Arbeitsrechtliche Relevanz
Weiterhin ist die Gewährleistung eines psychischen Arbeitnehmerschutzes nach aktueller Rechtslage Bestandteil der Erfüllung des gesetzlichen Pflichtenkatalogs von Arbeitgebenden und erlangt auch mit Blick auf die Abwendung von Klagen zunehmende Relevanz. Deutlich wird dies anhand eines Rechtsstreits, der im Jahr 2018 dem schweizerischen Bundesverwaltungsgericht zur Entscheidung vorlag. Inhaltlich ging es um eine Schadensersatzklage einer schweizerischen Beamtin gegen ihren Dienstherrn aufgrund eines arbeitsbedingten Burnouts. In diesem Verfahren gab das Gericht der Beschwerde der Beamtin teilweise statt und stellte positiv fest, dass der Dienstherr trotz wiederholter Hinweise der Beamtin auf ihre übermäßige Arbeitsbelastung keine ausreichenden Maßnahmen getroffen habe, um die Belastung hinreichend zu verringern. Das Novum an dieser Entscheidung ist vor allem die Deutlichkeit, in der das Gericht feststellte, dass der streitbeteiligte Dienstherr die ihm obliegenden Fürsorgepflichten hinsichtlich der psychischen Gesundheit seiner Arbeitnehmer verletzt hat. Bislang war die Rechtsprechung – vor allem die deutsche – auf diesem Gebiet zurückhaltend und stellte hohe Anforderungen an die Annahme einer solchen Pflichtverletzung. Daher könnte dieses Verfahren auch wegweisend für die deutsche Rechtsprechung hinsichtlich Schadensersatzklagen sein und verdeutlicht, dass es für Unternehmen und Arbeitgebende umso wichtiger sein wird, ihre rechtlichen Pflichten hinsichtlich des Schutzes ihrer Arbeitnehmenden zu kennen und diesen auch nachzukommen.
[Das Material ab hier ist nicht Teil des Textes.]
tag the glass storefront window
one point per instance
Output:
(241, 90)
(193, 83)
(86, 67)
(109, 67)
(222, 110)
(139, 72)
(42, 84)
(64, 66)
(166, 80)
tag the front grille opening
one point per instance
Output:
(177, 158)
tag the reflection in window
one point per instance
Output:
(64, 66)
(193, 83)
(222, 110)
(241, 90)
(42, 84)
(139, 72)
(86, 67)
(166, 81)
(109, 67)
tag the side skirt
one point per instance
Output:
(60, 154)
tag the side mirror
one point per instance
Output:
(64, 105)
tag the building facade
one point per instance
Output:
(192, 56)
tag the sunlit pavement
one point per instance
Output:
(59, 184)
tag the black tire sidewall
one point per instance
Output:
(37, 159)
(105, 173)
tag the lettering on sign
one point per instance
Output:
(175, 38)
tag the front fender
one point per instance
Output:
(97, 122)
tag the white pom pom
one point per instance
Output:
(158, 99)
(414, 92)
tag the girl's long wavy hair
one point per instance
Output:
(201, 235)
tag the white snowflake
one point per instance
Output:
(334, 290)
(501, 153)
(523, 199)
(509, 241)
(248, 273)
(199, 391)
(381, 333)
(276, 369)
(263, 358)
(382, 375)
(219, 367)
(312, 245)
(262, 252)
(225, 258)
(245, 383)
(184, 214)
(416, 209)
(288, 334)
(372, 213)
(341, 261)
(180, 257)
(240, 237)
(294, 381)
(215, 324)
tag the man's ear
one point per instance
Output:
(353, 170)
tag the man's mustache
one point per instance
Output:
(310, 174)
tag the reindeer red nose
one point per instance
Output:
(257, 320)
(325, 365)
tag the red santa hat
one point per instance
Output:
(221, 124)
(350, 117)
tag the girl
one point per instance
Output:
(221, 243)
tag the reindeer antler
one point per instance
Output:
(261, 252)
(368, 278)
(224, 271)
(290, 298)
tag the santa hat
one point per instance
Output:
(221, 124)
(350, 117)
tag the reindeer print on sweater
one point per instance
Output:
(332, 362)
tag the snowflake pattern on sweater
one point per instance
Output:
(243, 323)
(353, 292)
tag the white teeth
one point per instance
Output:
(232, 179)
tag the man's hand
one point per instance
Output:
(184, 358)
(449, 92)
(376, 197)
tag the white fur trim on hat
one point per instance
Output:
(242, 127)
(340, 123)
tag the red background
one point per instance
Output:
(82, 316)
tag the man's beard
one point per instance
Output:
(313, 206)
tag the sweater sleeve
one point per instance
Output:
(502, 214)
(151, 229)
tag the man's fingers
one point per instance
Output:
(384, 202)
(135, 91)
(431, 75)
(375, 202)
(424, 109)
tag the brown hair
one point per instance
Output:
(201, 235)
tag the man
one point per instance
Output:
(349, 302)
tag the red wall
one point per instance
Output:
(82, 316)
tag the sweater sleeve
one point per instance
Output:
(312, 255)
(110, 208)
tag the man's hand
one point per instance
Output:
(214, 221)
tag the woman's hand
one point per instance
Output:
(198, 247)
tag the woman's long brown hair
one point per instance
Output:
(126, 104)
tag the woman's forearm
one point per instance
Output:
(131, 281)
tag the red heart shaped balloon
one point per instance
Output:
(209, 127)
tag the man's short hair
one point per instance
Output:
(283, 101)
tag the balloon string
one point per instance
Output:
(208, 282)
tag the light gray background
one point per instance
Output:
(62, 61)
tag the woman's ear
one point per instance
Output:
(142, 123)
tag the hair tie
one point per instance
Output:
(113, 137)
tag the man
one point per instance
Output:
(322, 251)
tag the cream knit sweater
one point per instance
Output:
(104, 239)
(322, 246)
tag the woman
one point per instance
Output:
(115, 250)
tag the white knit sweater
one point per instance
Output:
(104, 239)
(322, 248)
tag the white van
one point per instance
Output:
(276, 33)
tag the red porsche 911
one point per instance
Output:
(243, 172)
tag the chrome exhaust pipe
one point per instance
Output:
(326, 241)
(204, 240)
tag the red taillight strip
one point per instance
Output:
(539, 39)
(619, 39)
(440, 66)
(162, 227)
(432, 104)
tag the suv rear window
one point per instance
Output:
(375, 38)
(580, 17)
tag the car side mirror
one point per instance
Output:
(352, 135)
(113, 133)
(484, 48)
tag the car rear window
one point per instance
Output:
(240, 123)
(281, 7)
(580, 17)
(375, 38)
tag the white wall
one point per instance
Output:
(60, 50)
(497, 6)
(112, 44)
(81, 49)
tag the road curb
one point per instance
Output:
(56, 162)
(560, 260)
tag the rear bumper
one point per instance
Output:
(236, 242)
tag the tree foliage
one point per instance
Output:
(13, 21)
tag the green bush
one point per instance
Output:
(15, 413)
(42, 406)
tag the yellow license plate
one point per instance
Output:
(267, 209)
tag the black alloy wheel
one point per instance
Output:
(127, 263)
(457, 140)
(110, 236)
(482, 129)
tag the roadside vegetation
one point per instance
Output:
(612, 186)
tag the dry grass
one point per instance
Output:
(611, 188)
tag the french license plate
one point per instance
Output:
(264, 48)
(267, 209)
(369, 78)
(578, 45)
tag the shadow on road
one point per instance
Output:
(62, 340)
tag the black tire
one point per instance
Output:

2 Der Begriff Burnout und seine Zusammenhänge mit der Arbeitswelt bzw. -tätigkeit

2.1 Definition

Begriffsbedeutung und -prägung
Zunächst ist die Bedeutung des Begriffs Burnout zu klären. Burnout bedeutet bei wörtlicher Übersetzung aus dem Englischen (von: „to burn out”) „Ausbrennen” bzw. „ausgebrannt sein” und ist für sich genommen kein neuer Begriff. Begründet und geprägt wurde er durch den Psychoanalytiker Herbert J. Freudenberger bereits im Jahr 1974. Dieser beschrieb damit ursprünglich eine Krise von vornehmlich sozial engagierten Berufsgruppen, die infolge ihres Überengagements ihr Leistungsniveau nicht mehr aufrechterhalten konnten. Jedoch hat sich das Verständnis von Burnout seit seiner Begriffsbegründung gewandelt.